Comment by Barbara Cortón on March 9, 2017 at 1:52am

It should be beneficial. When good mulch is put down it is manure so either way it is biodegradable. However, urine is another story.

Comment by Jan, Lily & Nessy on March 9, 2017 at 12:57am

Good question.  I don't know the answer, as I pick up and dispose of such in the garbage headed for the land fill... 

One possible problem that could occur, is if worms or other gut invaders are present, then there is a risk of reinfection by contact with the soil.

I wouldn't chance it myself, but then again, I have no choice anyway (rules/regulations require I pick up and dispose).
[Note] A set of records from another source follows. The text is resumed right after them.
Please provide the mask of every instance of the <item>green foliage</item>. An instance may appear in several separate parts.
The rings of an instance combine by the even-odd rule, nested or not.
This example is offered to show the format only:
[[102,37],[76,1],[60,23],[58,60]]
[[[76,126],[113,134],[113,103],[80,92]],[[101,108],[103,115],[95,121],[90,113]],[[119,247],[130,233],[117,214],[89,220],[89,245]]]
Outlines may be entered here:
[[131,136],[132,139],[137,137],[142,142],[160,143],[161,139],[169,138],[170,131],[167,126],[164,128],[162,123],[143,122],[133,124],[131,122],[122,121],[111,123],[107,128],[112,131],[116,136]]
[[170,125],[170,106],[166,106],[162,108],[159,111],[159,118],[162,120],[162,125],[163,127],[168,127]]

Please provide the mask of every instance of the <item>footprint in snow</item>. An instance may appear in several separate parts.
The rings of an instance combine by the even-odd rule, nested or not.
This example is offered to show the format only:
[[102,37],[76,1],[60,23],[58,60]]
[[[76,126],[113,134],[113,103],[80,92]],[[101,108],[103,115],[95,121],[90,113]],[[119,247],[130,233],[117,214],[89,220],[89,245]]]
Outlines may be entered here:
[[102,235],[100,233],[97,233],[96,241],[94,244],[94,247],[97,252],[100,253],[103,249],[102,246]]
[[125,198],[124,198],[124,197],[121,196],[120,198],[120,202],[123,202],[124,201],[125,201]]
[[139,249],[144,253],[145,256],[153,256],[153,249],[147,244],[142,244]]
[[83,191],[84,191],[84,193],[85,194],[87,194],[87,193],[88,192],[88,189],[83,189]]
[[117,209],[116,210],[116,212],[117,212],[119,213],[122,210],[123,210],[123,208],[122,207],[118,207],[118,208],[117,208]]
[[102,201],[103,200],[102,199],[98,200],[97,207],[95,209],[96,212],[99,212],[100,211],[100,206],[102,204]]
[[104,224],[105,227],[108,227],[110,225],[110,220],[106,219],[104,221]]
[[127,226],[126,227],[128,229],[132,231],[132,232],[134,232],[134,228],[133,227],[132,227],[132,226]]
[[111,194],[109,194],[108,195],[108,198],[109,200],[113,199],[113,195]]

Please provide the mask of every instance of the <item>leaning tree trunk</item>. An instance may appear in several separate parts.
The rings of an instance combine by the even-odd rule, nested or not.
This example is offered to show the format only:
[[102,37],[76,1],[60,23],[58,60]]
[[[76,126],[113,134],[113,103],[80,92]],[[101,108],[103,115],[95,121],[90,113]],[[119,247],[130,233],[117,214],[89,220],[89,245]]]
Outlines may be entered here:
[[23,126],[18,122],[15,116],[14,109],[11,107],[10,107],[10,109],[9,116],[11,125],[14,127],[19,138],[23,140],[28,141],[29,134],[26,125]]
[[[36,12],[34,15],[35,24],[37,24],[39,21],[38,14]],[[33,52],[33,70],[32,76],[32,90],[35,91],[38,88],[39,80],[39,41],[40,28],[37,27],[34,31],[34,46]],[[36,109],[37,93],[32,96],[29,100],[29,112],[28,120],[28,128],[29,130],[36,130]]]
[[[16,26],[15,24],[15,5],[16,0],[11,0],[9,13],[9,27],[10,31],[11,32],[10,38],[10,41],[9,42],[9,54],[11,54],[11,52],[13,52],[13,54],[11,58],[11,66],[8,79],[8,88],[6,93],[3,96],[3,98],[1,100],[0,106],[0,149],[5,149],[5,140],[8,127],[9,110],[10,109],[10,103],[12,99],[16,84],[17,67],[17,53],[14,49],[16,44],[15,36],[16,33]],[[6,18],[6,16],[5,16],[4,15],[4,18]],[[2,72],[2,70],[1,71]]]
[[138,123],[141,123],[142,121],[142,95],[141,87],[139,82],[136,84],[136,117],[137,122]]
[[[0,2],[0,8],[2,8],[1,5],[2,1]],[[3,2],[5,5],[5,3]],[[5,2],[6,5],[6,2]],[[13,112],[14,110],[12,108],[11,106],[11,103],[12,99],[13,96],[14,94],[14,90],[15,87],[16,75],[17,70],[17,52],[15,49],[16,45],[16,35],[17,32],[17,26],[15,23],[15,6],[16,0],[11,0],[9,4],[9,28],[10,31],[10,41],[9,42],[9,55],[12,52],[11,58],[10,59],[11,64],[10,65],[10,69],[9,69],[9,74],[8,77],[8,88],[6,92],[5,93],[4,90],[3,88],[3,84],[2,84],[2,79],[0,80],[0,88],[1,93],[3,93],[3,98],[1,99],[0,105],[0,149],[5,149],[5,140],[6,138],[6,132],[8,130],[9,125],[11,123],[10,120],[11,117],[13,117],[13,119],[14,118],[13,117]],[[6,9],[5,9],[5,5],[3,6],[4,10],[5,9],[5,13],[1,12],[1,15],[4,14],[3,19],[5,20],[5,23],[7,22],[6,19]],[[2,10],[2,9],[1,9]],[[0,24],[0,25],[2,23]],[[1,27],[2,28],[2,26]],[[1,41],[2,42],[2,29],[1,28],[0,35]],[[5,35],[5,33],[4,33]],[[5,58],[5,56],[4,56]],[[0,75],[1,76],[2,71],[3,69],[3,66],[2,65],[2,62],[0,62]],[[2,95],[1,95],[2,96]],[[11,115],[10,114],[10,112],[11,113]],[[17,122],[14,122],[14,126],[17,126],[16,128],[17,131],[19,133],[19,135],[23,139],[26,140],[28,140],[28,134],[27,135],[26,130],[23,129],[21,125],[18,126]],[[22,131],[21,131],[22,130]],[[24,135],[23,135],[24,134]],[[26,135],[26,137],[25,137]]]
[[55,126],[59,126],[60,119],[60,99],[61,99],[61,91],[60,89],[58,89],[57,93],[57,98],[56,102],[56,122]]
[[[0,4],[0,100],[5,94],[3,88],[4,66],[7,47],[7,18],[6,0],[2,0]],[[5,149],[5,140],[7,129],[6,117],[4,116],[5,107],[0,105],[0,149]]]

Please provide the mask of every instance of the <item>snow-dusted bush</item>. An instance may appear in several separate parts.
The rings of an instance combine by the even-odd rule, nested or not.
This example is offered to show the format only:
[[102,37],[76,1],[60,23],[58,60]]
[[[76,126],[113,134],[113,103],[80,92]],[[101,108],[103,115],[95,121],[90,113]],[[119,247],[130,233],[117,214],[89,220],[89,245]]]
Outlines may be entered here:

Comment by DonMarie & Picco on March 8, 2017 at 7:53pm
It shouldn't hurt your lawn. I've had it disentigrate under the snow and it's never done damage. It's not a good fertilizer because of too much protein content. Definitely don't put it in a vegetable garden!
I'm in a program to become a Master Gardener and I've just now answered my second question about plant care! Woohoo!